Two killer girls steps behind him silent. Eerie.
“So glad I upgraded the auto–pilot on this thing,” he stage muttered to the women as he typed.
Suvi hopped to the next intersection and looked around.
Emptiness.
Javier followed, remembering to look both ways before crossing this dangerous street.
Now they were back in the main corridor, a straight shot aft to engineering.
A nameplate on a
door caught his attention.
Burakgazi.
He only knew one person with that name. A short, skinny engineer with a heart–shaped face who had gone off with Wilhelmina to keep that old ship running.
That was too much for coincidence. He pushed the button to open the hatch.
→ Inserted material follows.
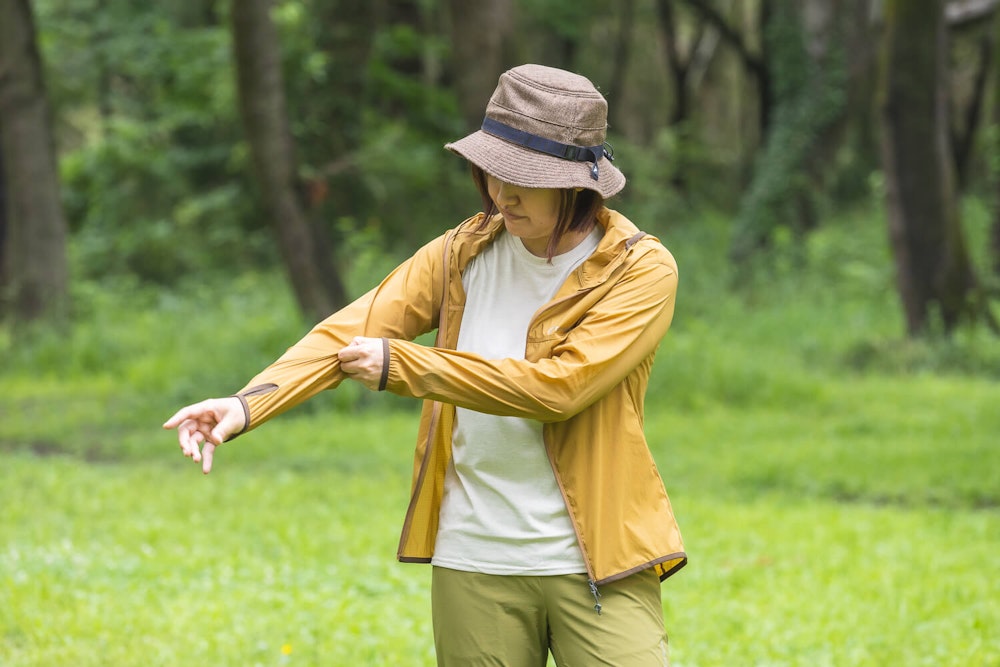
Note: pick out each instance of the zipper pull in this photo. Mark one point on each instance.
(597, 596)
Yup. Score one for the good guys as she looked up from a bunk.
“Javier?”
“Rescue, kid,” he replied. “Move.”
She was up off the bed in a flash.
Javier looked around.
There. Alferdinck. Navigator–extraordinaire.
Javier pushed the button.
“Piet, let’s go,” he said into the opening space.
The tall Dutchman didn’t ask, just moved.
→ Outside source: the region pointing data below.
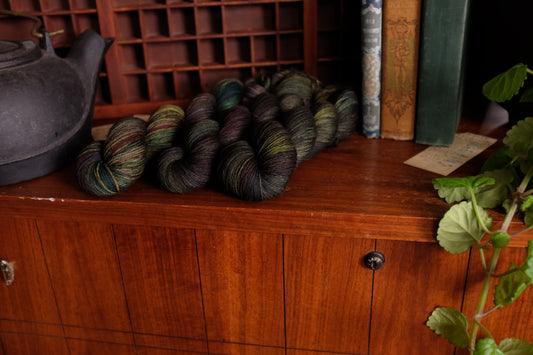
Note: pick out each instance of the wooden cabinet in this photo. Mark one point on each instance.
(150, 272)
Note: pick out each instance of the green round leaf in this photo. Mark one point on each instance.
(500, 239)
(487, 346)
(450, 324)
(512, 346)
(506, 85)
(459, 228)
(519, 138)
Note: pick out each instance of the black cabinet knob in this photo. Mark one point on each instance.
(374, 260)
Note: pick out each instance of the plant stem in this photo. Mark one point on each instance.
(476, 211)
(483, 297)
(494, 262)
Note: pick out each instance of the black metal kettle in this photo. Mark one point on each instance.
(46, 103)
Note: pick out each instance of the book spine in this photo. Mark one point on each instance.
(371, 21)
(442, 61)
(400, 47)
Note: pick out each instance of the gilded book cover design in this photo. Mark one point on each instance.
(371, 19)
(400, 58)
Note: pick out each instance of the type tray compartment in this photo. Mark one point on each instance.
(168, 51)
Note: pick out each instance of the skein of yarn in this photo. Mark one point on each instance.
(187, 168)
(109, 167)
(247, 138)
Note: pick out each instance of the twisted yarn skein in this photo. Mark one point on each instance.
(246, 138)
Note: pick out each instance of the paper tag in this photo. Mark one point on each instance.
(444, 160)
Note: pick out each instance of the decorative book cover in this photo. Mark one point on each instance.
(442, 61)
(400, 47)
(371, 21)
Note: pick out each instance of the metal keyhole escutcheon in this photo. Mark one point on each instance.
(7, 271)
(374, 260)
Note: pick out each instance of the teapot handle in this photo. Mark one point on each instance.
(37, 27)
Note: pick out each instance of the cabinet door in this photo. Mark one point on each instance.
(86, 277)
(30, 296)
(328, 293)
(85, 347)
(242, 283)
(33, 344)
(512, 321)
(415, 278)
(160, 272)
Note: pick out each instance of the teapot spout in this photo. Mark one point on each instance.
(86, 56)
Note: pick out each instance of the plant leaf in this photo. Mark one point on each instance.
(493, 195)
(507, 84)
(512, 346)
(459, 228)
(497, 160)
(456, 189)
(527, 95)
(528, 202)
(487, 346)
(511, 286)
(450, 324)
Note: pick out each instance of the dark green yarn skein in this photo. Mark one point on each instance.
(258, 171)
(187, 166)
(109, 167)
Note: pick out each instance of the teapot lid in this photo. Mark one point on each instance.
(16, 53)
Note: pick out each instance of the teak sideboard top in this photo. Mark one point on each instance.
(360, 188)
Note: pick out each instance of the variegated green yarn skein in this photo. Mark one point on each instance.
(187, 166)
(108, 167)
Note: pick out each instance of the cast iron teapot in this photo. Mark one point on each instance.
(46, 102)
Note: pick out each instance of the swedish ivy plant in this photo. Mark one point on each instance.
(504, 182)
(509, 84)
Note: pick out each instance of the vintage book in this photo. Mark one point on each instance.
(371, 21)
(441, 66)
(400, 48)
Javier parked Suvi in place with a quick command and turned to the girls.
“’Mina,” he said. “You lead. Take everybody to that engineering hatch but don’t go through. I’ll bring up the rear with better sensors, so nobody sneaks up on us. Go.”
Two extremely nice bottoms flowed by him. Well, three, but Afia’s wasn’t even in the same league as the taller women. It wasn’t the time or place to really stop and appreciate Wilhelmina or Sykora, but they were still nice. Even if he couldn’t imagine two women less alike.
“What are we looking for?” Suvi typed on his read–out.
“Nothing,” he typed back. “Any bad guys will be coming from the bow. The girls can handle engineers. Let’s go.”
Javier had gone two steps when the alarms started.
“Warning,” a woman’s warm voice filled the corridor. “Enemy boarding parties at large. All crew shelter in place. Security teams to red alert.”
Well, crap. Still, better than he had been expecting. Probably a video monitor in a hallway somewhere, or they would have seen Sykora leave the bed. Of course, that assumed anybody but Tamaz got to watch her. That would be like him. Probably an alarm on the other two crew.
Wilhelmina and the others were outside the engineering hatch.
Wilhelmina pushed the button as he approached, but nothing happened.
“They’ve locked it,” Sykora said harshly, obviously blaming him for everything. “Now what?”
Javier held his snarky comment inside. They would gain nothing but lost time right now.
“You remember my first remote?” he asked the dragoon, pointing at Suvi back over one shoulder.